Petra lay on a bed speeding down the corridor on the way to find out whether she
Might. Just. Die.
Chapter Eight
Petra
“You look loopy.”
She blinked at the man standing there, looming over everything. Broad shoulders, slender hips, and legs that went on and on. Basketball player, probably.
“How are you feeling right now?”
She blinked again, focusing on his face. Nice nose on the smallish side with a little bump in the middle—it might have been broken at some point. Solid jaw. Rugged. Obviously, someone who was outside a lot. He had laugh lines, and she liked that about his face most of all.
All in all, a good-looking man.
“Petra?” He touched his chest. “It’s Hawkeye. Do you recognize me?”
Petra stilled. Did she know him? Yes, of course. “Yes. I’m… They gave me…” Petra looked around at the nurse, doing something off to the side.
“We administered a sedative. Miss Armstrong was having difficulty being still in the machine.”

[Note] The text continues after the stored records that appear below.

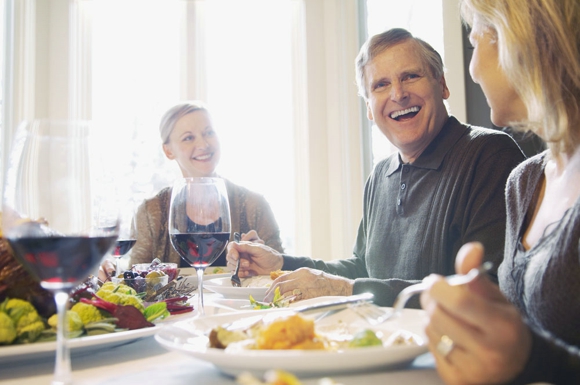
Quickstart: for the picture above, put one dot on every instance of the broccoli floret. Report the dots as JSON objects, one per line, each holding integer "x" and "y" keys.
{"x": 89, "y": 313}
{"x": 17, "y": 308}
{"x": 7, "y": 329}
{"x": 124, "y": 295}
{"x": 28, "y": 323}
{"x": 75, "y": 323}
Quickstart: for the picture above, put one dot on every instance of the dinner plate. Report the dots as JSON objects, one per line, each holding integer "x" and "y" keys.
{"x": 190, "y": 338}
{"x": 234, "y": 304}
{"x": 81, "y": 345}
{"x": 224, "y": 287}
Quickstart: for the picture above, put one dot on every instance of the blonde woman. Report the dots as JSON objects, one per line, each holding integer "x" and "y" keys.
{"x": 188, "y": 137}
{"x": 527, "y": 60}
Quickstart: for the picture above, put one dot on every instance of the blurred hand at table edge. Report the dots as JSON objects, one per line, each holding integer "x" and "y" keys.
{"x": 257, "y": 258}
{"x": 106, "y": 270}
{"x": 490, "y": 339}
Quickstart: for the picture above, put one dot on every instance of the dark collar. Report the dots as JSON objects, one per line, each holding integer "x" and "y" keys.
{"x": 433, "y": 155}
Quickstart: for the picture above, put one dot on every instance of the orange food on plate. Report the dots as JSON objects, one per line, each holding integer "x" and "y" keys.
{"x": 294, "y": 332}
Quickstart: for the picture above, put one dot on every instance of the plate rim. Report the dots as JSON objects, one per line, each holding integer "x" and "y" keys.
{"x": 373, "y": 358}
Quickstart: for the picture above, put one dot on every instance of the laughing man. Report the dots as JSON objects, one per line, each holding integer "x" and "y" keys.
{"x": 443, "y": 188}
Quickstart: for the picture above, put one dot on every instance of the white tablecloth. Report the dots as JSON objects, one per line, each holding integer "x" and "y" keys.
{"x": 144, "y": 361}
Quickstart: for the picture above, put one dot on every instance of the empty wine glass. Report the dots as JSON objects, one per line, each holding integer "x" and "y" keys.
{"x": 126, "y": 239}
{"x": 54, "y": 212}
{"x": 199, "y": 223}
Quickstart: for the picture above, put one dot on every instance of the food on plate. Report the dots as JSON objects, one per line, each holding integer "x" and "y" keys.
{"x": 293, "y": 332}
{"x": 257, "y": 281}
{"x": 277, "y": 301}
{"x": 156, "y": 266}
{"x": 298, "y": 332}
{"x": 112, "y": 308}
{"x": 277, "y": 273}
{"x": 19, "y": 322}
{"x": 148, "y": 283}
{"x": 217, "y": 270}
{"x": 364, "y": 338}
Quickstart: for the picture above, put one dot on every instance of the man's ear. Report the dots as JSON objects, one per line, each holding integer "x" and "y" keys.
{"x": 444, "y": 89}
{"x": 168, "y": 152}
{"x": 369, "y": 111}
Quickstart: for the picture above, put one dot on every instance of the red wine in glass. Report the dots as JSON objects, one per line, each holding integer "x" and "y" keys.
{"x": 200, "y": 249}
{"x": 199, "y": 223}
{"x": 42, "y": 254}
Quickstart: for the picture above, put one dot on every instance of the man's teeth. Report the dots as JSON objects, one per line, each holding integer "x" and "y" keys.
{"x": 396, "y": 114}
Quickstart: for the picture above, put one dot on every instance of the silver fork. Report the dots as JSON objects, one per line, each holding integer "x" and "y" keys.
{"x": 236, "y": 282}
{"x": 376, "y": 315}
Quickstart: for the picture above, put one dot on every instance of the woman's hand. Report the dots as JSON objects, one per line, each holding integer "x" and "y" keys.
{"x": 310, "y": 283}
{"x": 257, "y": 258}
{"x": 490, "y": 342}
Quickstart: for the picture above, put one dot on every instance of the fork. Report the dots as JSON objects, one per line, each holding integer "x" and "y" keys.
{"x": 236, "y": 282}
{"x": 376, "y": 315}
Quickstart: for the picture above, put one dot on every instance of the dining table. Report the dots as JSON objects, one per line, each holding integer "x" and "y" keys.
{"x": 145, "y": 361}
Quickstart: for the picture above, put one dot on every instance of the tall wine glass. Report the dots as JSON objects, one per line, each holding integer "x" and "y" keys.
{"x": 56, "y": 214}
{"x": 199, "y": 223}
{"x": 126, "y": 239}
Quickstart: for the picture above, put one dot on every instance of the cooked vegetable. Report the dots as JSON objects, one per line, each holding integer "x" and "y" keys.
{"x": 157, "y": 310}
{"x": 7, "y": 329}
{"x": 128, "y": 317}
{"x": 75, "y": 323}
{"x": 365, "y": 338}
{"x": 120, "y": 294}
{"x": 277, "y": 301}
{"x": 26, "y": 320}
{"x": 89, "y": 313}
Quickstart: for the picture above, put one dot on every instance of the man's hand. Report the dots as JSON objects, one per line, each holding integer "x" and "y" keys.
{"x": 257, "y": 258}
{"x": 310, "y": 283}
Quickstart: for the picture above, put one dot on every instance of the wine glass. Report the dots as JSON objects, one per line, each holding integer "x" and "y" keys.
{"x": 126, "y": 240}
{"x": 199, "y": 223}
{"x": 55, "y": 215}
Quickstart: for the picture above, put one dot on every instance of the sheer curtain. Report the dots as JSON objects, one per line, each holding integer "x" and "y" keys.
{"x": 278, "y": 77}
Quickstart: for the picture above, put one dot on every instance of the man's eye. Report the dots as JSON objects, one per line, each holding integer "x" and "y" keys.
{"x": 380, "y": 85}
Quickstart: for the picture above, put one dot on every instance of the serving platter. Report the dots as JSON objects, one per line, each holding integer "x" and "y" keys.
{"x": 190, "y": 338}
{"x": 77, "y": 346}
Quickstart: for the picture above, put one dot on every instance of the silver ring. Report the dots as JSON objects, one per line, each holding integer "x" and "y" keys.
{"x": 445, "y": 346}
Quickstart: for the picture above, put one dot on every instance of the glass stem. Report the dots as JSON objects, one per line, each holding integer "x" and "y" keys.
{"x": 62, "y": 371}
{"x": 200, "y": 291}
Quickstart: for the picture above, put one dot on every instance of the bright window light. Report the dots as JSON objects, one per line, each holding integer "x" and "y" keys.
{"x": 136, "y": 77}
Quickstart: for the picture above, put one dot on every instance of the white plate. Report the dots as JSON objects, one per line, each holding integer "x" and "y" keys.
{"x": 190, "y": 338}
{"x": 244, "y": 304}
{"x": 224, "y": 287}
{"x": 79, "y": 345}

“She’s neurodivergent. That makes sense,” Hawkeye said matter-of-factly. And Petra was grateful. He was right. It did make sense.

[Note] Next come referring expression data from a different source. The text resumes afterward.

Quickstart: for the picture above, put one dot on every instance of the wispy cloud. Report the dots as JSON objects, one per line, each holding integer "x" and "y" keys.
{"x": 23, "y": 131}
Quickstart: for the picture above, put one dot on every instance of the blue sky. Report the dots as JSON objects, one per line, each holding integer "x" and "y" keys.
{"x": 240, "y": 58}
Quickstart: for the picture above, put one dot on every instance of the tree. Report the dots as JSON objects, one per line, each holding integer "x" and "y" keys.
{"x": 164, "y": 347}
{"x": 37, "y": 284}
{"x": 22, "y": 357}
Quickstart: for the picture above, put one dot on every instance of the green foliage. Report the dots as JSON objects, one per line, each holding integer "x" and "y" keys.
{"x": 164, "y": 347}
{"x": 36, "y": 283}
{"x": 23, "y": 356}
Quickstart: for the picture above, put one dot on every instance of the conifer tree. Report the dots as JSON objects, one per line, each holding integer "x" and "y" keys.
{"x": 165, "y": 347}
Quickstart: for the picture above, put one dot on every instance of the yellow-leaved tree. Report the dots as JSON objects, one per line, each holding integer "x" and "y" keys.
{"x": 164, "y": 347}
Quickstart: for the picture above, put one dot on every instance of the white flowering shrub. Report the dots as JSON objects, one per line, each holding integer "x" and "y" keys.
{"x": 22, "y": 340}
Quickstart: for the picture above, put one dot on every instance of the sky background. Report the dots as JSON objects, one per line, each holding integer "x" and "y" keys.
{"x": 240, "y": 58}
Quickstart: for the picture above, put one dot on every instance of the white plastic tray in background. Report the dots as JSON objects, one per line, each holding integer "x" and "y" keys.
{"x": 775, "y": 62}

The nurse handed him a baggie, sent him a professional smile, and left.
Hawkeye snagged the leg of the visitor’s chair and dragged it over, sitting so Petra could see his face without straining.
Petra reflexively reached for his hand. “The sounds from the machine were very electric. While I laid on my back withinstructions not to move, it was like nails on a chalkboard and more than my nerves could handle.”

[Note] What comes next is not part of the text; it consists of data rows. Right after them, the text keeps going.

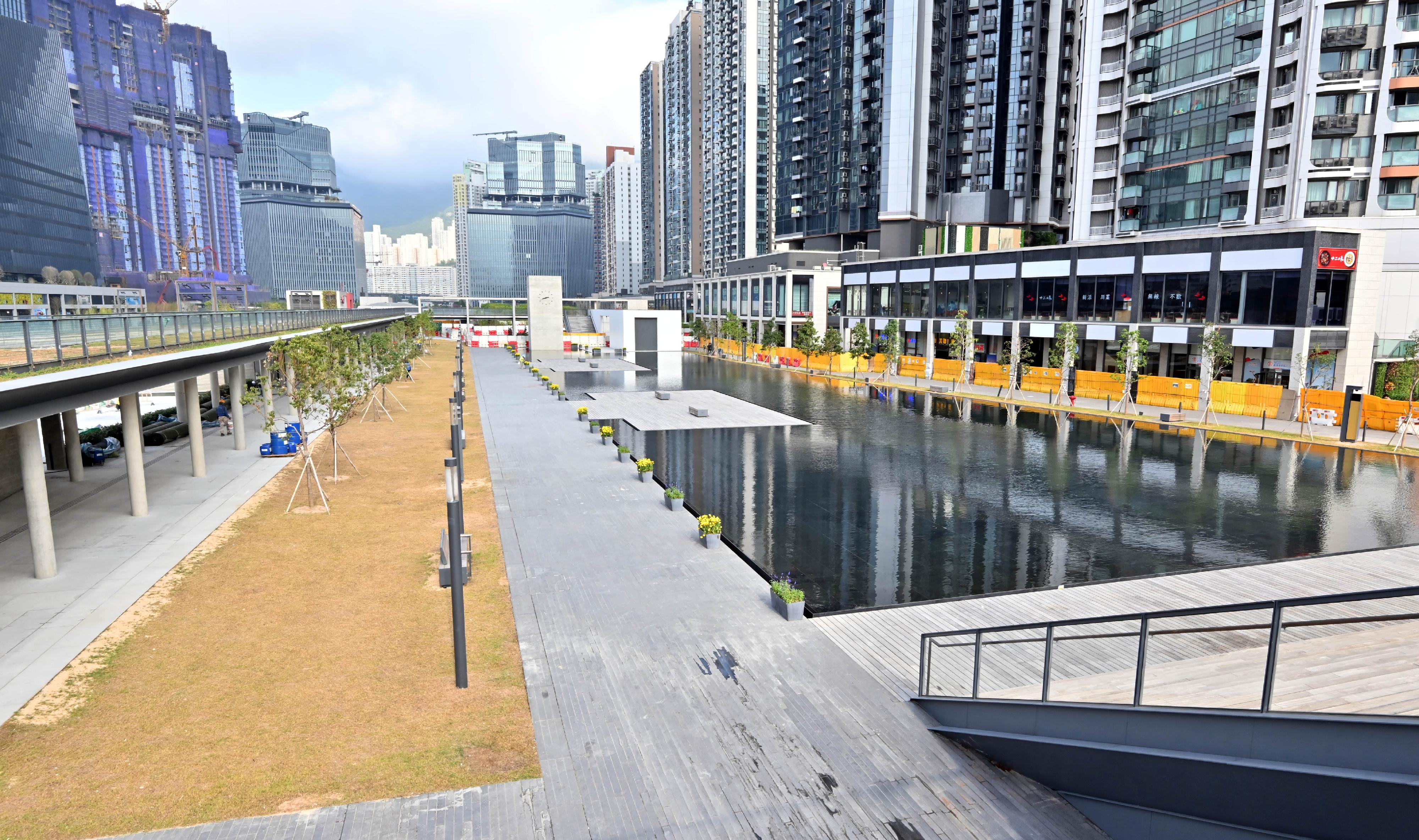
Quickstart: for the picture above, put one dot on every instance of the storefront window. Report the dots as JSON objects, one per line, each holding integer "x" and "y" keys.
{"x": 882, "y": 300}
{"x": 995, "y": 299}
{"x": 953, "y": 297}
{"x": 1332, "y": 299}
{"x": 1176, "y": 299}
{"x": 915, "y": 300}
{"x": 1259, "y": 297}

He put the baggie beside him and wrapped her hand in both of his. He was an anchor.
“They gave me a helper drug. They told me the name, but I can’t remember it.” Was that English? Did those words make sense?
“I’m glad you got some relief from the stress. Do you remember talking to the doctor?”
“Me?” Petra didn’t feel drunk or high. But she didn’t feel normal either. Relaxed.
“You spoke with the doctor. Do you remember the conversation?”
“In the hall when they said you should hold my hand?” The more she moved her mouth, the more limber her thoughts became. She was feeling a bit more in her body, a bit more like herself.